As I have written before, my mother’s four grandparents came from Ireland. How could I not know the true history of my own Donnelly and Kenny clans? Read again the line I quoted from Nuremberg at the beginning of the article: “The victor will always be the judge, and the vanquished the accused.” The English claimed in all their history books (including the ones we read in Catholic grade schools here in the USA) that the alleged “potato famine” was due to the stupidity of the Irish.

Yes, the history books, even that confused one called The Great Hunger by Cecil Woodham Smith (that I mentioned above) holds that the crops failed around 1845 because the Irish were so sadly inept in their feeble attempts at farming and housekeeping.  Yet even The Great Hunger was forced to mention some of the British garrisons mysteriously taking boatloads and boatloads of provisions away.  Few know this.  In fact, so rampant is this brainwashing of recent history that some Irish actually began to believe they were racially inferior due to causing their own alleged food famine!

As I wrote at the beginning of this article, it is believed that the English killed 5 million Irish in the 19th century because of the Catholic faith. If you read the above article or book, you may come to the conclusion (as I did) that this would be martyrdom for Jesus Christ and the Catholic Church.  Thus, it might be fair to say millions of lay Irish families died for the faith as well as thousands of priests and hundreds of bishops.  This was not a white martyrdom, but a red martyrdom.  All holy martyrs of Ireland, pray for us!
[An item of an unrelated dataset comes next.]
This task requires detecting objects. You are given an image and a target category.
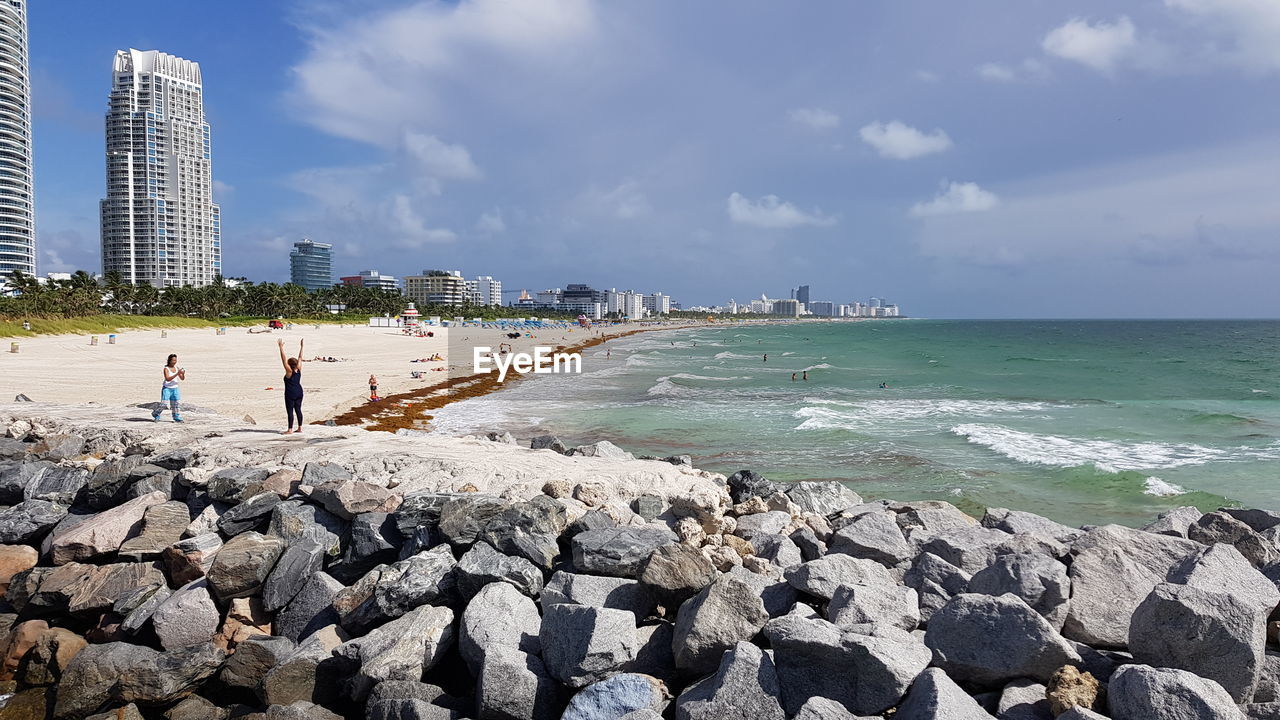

However, some of the Catholic hierarchy capitulated with the English in order to save their own hides. Weak Irish bishops executed such disgusting self-preservation under pretext of peace and obedience. Sound familiar to anything currently happening in the current Church crisis?  The article briefly describes some of the Irish clergy’s deal making with a devil:

The Catholic Church hierarchy’s role was complex and often collaborative with British authority, prioritizing institutional preservation over protecting their starving flock. Many bishops and senior clergy actively discouraged resistance to food removal, preaching submission to authority and acceptance of suffering as God’s will. They condemned secret societies and physical resistance, threatening excommunication for those who participated in agrarian violence. The hierarchy’s opposition to revolutionary movements like the Young Irelanders and later the Fenians effectively divided and weakened Irish resistance. When the Home Rule movement emerged, influential newspapers under clerical influence began declaring that while Home Rule was just, it was “inopportune,” undermining political efforts for Irish self-determination.

May God extend His mercy to them (both the capitulators of yore and those of today) because history will not.